Rau, an educator with almost 40 years of experience, was motivated to become superintendent in Lancaster six years ago because the students there reminded her of herself when she was a student.
"I didn't speak English when I started in kindergarten,” Rau said. “I was very poor, one of seven children, and I made it because I had the right teachers and I had the right resources. And I know that every single child who gets those same things can make it."
About 500 students in the district are refugees who have been displaced by natural disasters and conflicts, Rau said, including 300 students who moved the district with their families from Puerto Rico following Hurricane Maria.
In their opening statements and during cross examination, attorneys for the legislative leaders highlighted Lancaster’s spending per student, without accounting for the substantial additional educational needs of students learning English and students in poverty. In this unadjusted figure for revenue per student, Lancaster is in the top quintile statewide. But Rau said funding comparisons that don’t account for student need are comparing “apples and oranges.”
Compared to other school districts in her county, Rau said, no other district must hire more than 80 English learning teachers -– each with a caseload of between 29 and 40 students -– or serve 500 homeless students. “You can't compare children who live in such economically disadvantaged homes to children who are middle-class and affluent,” Rau said. “The needs are very different.”

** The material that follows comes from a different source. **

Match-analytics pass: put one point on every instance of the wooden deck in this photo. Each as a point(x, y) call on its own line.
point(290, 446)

Lancaster ranks 274th in spending per student out of 499 districts using the state’s measure for spending relative to student need. The state uses these measures of need to distribute funds, and the state Department of Education recognizes that economically disadvantaged students require more resources to receive a quality education. Lancaster is short $4,510 per student based on a state benchmark for adequate funding adopted by the legislature.

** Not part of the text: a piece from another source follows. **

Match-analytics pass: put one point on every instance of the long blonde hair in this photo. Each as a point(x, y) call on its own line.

This insufficient level of funding relative to need has consequences for students.
Four reading specialists serve 6,000 elementary students, Rau said, and the district does not have math interventionists at any grade level. More than 80% of students are identified as needing individualized supports these specialists could provide, she said.
Students in Lancaster consistently score below state benchmarks on standardized tests. For example, 49% scored advanced or proficient on the 11th grade Keystone exam in English language arts in 2019—22 percentage points below the state average.

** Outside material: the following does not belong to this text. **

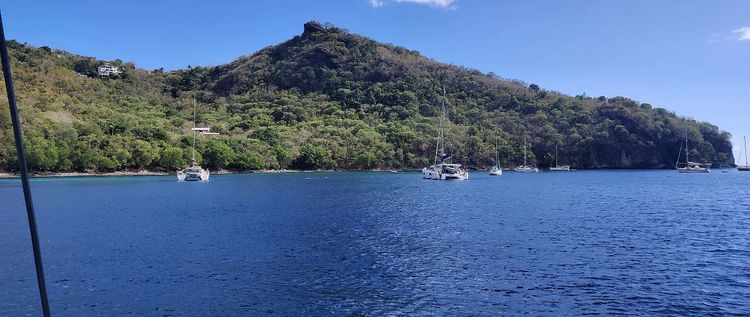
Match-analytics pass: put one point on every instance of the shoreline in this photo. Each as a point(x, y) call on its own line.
point(8, 175)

“I know they need to pass that test so that they could be college- and career-ready,” Rau said.
Many Lancaster students, she said, have experienced trauma, violence, or adverse childhood experiences. Guidance counselors and social workers are crucial to address these needs for students to access instruction, Rau said. But the district’s guidance counselors spend much of their time addressing crises and cannot be accessible to all students in need, she said.
Rau said that a majority of students in Lancaster are not leaving school prepared for college and career. "I know that our kids work really hard,” Rau said, “but without the interventions they need, as they get older, it gets harder and harder to meet those standards."
From Lancaster’s class of 2013, 45% of students enrolled in college within a year of graduation. Six years later, Rau said, few from that class who had enrolled in college had gone on to earn college degrees: 16% of economically disadvantaged students, 22% of Black students, 12% of Hispanic students, and 30% of white students.
Rau, who has worked with students in poverty for decades, believes that her students can meet standards for college and career readiness, she said, and her students are motivated to learn.
“But we also know that our students need additional resources to reach those significant targets,” she said.